Hmm, this is rather about reading the (Hartigan)^2 paper ...
>>>>> "Kylie" == Kylie Lange <kylie.lange at
flinders.edu.au>
>>>>>     on Fri, 22 Oct 2004 11:17:34 +0930 writes:
    Kylie> Hi all,

    Kylie> I am using Hartigan & Hartigan's [1] "dip test"
of
    Kylie> unimodality via the diptest package in R. The
    Kylie> function dip() returns the value of the test
    Kylie> statistic but I am having problems calculating the
    Kylie> p-value associated with that value. I'm hoping
    Kylie> someone here is familiar with this process and can
    Kylie> explain it.

    Kylie> In the original article there is an example using
    Kylie> n=63 and a dip value of 0.059 - which I am able to
    Kylie> replicate using dip(). However the article then
    Kylie> states:

    Kylie> "The dip illustrated in Figure 1 is 0.059 which has a
    Kylie> tail probability about 10% from Table 1. (
    Kylie> sqrt(63)*D*F(63) is distributed approximately as
    Kylie> sqrt(100)*D*F(100) which has 90% point 0.474. Thus
    Kylie> D*F(63) has 90% point 0.060. )"

note:  sqrt(100) * D(F_100) =  10 * D(F_100)

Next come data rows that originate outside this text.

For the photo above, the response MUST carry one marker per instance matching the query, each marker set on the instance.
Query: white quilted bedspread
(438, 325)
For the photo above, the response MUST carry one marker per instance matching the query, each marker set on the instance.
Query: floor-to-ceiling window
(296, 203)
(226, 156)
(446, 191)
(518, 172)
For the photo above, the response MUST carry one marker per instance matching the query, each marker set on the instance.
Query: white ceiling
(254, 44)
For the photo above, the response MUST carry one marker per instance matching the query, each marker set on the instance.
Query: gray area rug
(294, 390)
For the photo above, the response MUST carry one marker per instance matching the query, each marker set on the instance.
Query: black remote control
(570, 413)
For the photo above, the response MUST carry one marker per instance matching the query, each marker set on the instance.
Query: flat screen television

       i.e. D(F_100) would have 90* point 0.0474

but the second "4" is a simple typo, (not the only one in the
paper, IIRC!);  "s/4/1/" --> you get the correct 0.0471

    Kylie> It is the value of 0.474 that I am unable to
    Kylie> get. Table 1 is a table of percentage points for
    Kylie> various sample sizes. The same table is provided in
    Kylie> the diptest package as 'qDiptab' (but at greater
    Kylie> accuracy). n=63 is not tabled but n=50 and 100
    Kylie> are. In the table for n=100 the value given for 90%
    Kylie> is 0.0471 so where does the 0.474 come from?

(see above).

    Kylie> Any help appreciated!  

you're welcome.
Martin Maechler, ETH Zurich ('diptest' maintainer)


    Kylie> [1] Hartigan JA & Hartigan PM. "The Dip Test of
    Kylie> Unimodality", The Annals of Statistics, v13(1):70-84, 1985.